Voyage au musée de la mode d'Albi

Lors de mon passage à Toulouse, j’avais très envie d’en profiter pour aller faire un tour à Albi, qui revêtait plusieurs intérêts pour moi : sa cathédrale, son musée Toulouse-Lautrec et son musée de la mode. Tout ça saupoudré d’une vieille ville mignonne comme tout, qui ne m’a pas déçue. Je vais me concentrer, dans cet article, sur le musée de la mode car le reste s’éloignerait un peu trop de l’objet de ce blog, mais je vous encourage tout de même vivement à aller visiter la cité épiscopale qui vaut le détour (elle est d’ailleurs classée au patrimoine mondiale de l’UNESCO depuis 2010 ou 2011).

Mais revenons à nos moutons et parlons du musée de la mode, initiative privée portée par la passion d’un collectionneur, Dominique Miraille, qui a réhabilité un ancien couvent au cœur de la vieille ville pour en faire un musée où exposer sa collection de vêtements allant du 18ème siècle aux années 1970.

pochette brodée sequins 1935, musée de la mode d'Albi
Pochette brodée, 1935

Une exposition de mode par an

Tous les ans, Dominique Miraille puise dans sa collection de vêtements anciens pour proposer une nouvelle exposition qui fait vivre le lieu. Cette année, l’exposition s’intitule « Noir sur Blanc, Noir et Blanc » et revêt deux aspects :

  • « Noir sur blanc » pour évoquer l’écriture, la littérature qui contient bon nombre de descriptions de toilettes.
  • « Noir et blanc », une sélection de vêtements en noir et blanc.

Les deux types de vitrines s’articulent assez bien dans l’espace, même si j’avoue que le côté « Noir et blanc » m’a paru un peu plus faible (non pas dans le choix des pièces, mais plutôt dans le discours qui était peu clair). En revanche l’aspect « Noir sur blanc » est, à mon sens, une vraie réussite. Chaque pièce exposée correspond à un passage de la littérature décrivant une toilette ou un élément de toilette. Pour certains extraits le vêtement associé est particulièrement bien choisi et je trouve que cette approche est vraiment très bien trouvée pour plaire au public le plus large. J’ai visité l’exposition avec un ami qui ne s’intéresse pas du tout au costume historique et qui a vraiment apprécié l’exposition et le point d’ancrage littéraire. Cela étant dit, quand on apprécie les costumes, le discours de l’exposition a assez peu d’importance tant les pièces sont belles.
vitrine exposition noir blanc musée de la mode d'Albi

chaussures 1895 1900 musée de la mode d'Albi
Chaussures vers 1895-1900
Satin noir. Haute languette brodée de perles de jais et de paillettes

Petits bijoux au musée de la mode d’Albi

Dominique Miraille a vraiment rassemblé des petits bijoux dans sa collection qui valent à eux seuls le déplacement. Les pièces sont évidemment d’époque, non restaurées et en excellent état. Il a d’ailleurs rassemblé des choses assez originales qu’on ne voit pas souvent. J’ai littéralement mitraillé l’exposition, mais comme il y fait assez sombre pour préserver les textiles, mes photos ne sont pas terribles. J’espère en tout cas qu’elles vous donneront envie d’y aller !

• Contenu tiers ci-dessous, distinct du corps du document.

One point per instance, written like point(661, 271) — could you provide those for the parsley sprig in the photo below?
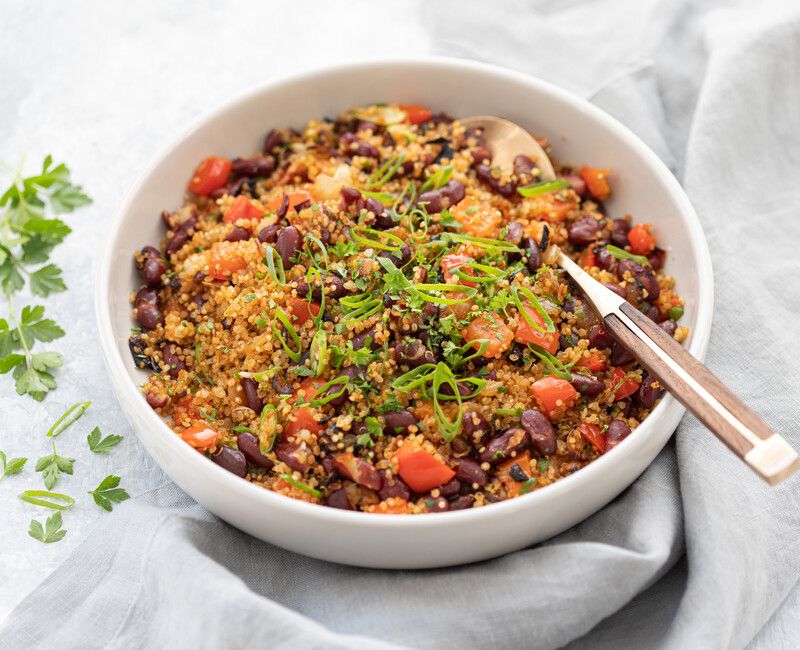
point(28, 235)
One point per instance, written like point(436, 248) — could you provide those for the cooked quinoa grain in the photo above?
point(365, 315)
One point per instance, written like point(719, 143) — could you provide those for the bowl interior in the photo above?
point(580, 134)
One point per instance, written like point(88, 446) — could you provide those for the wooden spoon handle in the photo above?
point(744, 432)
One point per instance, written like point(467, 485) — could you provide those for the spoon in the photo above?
point(689, 381)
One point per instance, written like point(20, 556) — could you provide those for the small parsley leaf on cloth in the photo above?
point(102, 445)
point(52, 531)
point(107, 493)
point(9, 467)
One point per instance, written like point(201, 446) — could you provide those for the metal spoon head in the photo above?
point(507, 140)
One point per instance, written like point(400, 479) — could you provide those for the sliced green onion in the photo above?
point(490, 273)
point(318, 352)
point(322, 249)
point(385, 172)
point(483, 242)
point(414, 378)
point(294, 355)
point(39, 498)
point(358, 233)
point(301, 486)
point(267, 428)
point(544, 187)
point(70, 415)
point(438, 179)
point(320, 396)
point(276, 271)
point(553, 363)
point(675, 313)
point(622, 254)
point(429, 292)
point(533, 301)
point(443, 376)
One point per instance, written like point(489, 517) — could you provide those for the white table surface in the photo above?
point(104, 86)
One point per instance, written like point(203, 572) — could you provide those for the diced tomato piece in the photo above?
point(301, 418)
point(210, 175)
point(476, 218)
point(358, 470)
point(591, 433)
point(420, 469)
point(450, 262)
point(554, 393)
point(490, 326)
point(587, 259)
point(625, 387)
point(526, 333)
point(295, 199)
point(416, 114)
point(594, 361)
point(200, 436)
point(511, 485)
point(596, 182)
point(224, 262)
point(301, 311)
point(242, 208)
point(642, 242)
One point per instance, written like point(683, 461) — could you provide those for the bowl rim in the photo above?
point(272, 500)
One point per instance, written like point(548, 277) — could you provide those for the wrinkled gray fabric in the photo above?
point(696, 553)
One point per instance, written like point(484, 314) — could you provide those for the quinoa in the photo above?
point(365, 315)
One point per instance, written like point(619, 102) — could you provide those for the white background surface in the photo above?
point(103, 86)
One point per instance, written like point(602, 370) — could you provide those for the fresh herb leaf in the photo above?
point(52, 531)
point(108, 493)
point(101, 445)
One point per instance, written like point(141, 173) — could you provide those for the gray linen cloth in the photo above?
point(696, 553)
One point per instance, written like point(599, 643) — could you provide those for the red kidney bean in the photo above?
point(475, 427)
point(669, 326)
point(238, 234)
point(470, 472)
point(451, 488)
point(230, 459)
point(398, 258)
point(251, 398)
point(617, 432)
point(583, 231)
point(514, 232)
point(620, 355)
point(462, 503)
point(412, 353)
point(256, 166)
point(290, 453)
point(502, 447)
point(576, 183)
point(394, 487)
point(351, 145)
point(248, 445)
point(169, 352)
point(180, 235)
point(481, 156)
point(540, 431)
point(273, 141)
point(156, 400)
point(269, 234)
point(338, 499)
point(587, 384)
point(615, 288)
point(358, 470)
point(399, 423)
point(288, 245)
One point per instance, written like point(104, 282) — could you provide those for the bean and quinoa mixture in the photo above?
point(366, 315)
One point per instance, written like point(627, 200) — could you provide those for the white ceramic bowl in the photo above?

robe de bal 1845 musée de la mode d'Albi
Mon coup de cœur de l’exposition. Une robe de bal toute légère vers 1845
tenue de vélo 1890 musée de la mode d'Albi
Une tenue dont je n’ai pas photographié le cartel, mais qui est peut-être une tenue de vélo vers 1890 ?
Robe et couronne de mariée vers 1910 musée de la mode d'Albi
Robe et couronne de mariée vers 1910
robe de mariée 1910 musée de la mode d'Albi
Visuel de Dominique Miraille de la robe de mariée
robe 1890 musée de la mode d'Albi
Une robe vers 1890, je pense, mais dont je n’ai malheureusement pas photographié le cartel

robe 1890 musée de la mode d'Albi

Corsage de bal vers 1860, musée de la mode d'Albi
Corsage de bal vers 1860
Corsage de bal vers 1855 musée de la mode d'Albi
Corsage de bal vers 1855
Organdi brodé au plumetis
robe à tournure musée de la mode d'Albi
Robe à tournure dont je n’ai pas photographié le cartel
bottines matelassées 1880 musée de la mode d'Albi
Bottines vers 1880
Satin marron piqué et matelassé. Boutons et lacets assortis
visite 1885 musée de la mode d'Albi
Visite vers 1885
costume d'homme musée de la mode d'Albi
Costume d’homme (pas de photo du cartel)
robe pour le tennis 1920 musée de la mode d'Albi
Robe pour le tennis vers 1920.
Coton piqué
corsage 1900 musée de la mode d'Albi
Corsage vers 1900 (pas de photo du cartel)
robe vers 1845 musée de la mode d'Albi
Robe vers 1845.
Soie « gorge-de-pigeon ». Corsage rehaussé de boutons et passementerie de soie.
Châle en dentelle de Chantilly
costumes d'enfants vers 1900 musée de la mode d'Albi
Costume marin de petit garçon vers 1900 (coton piqué bleu et blanc, béret en coton bleu et pompon de laine) et robe de petite fille vers 1900 (broderie anglaise sur coton)
robe petite fille 1830 musée de la mode d'Albi
Robe de petite fille vers 1830.
Coton incrusté de bandes de tulle de soie
robe petite fille 1860 musée de la mode d'Albi
Robe de petite fille vers 1860.

Il y a beaucoup de photos, mais ce n’est qu’un petit aperçu de ce que vous pourrez voir dans l’exposition. Tous les dimanches, Dominique Miraille propose une visite accompagnée qui est, paraît-il, passionnante. Je n’ai, malheureusement pas pu la faire car nous sommes allés à Albi le samedi, mais j’ai eu l’occasion d’échanger quelques mots avec lui après ma visite et il est très sympathique. Il a d’ailleurs eu la gentillesse de m’offrir le catalogue de la première exposition du musée dans lequel les reproductions sont nombreuses et de bonne qualité. Bref, je ne peux que vous conseiller la visite si vous avez l’occasion de passer par Albi !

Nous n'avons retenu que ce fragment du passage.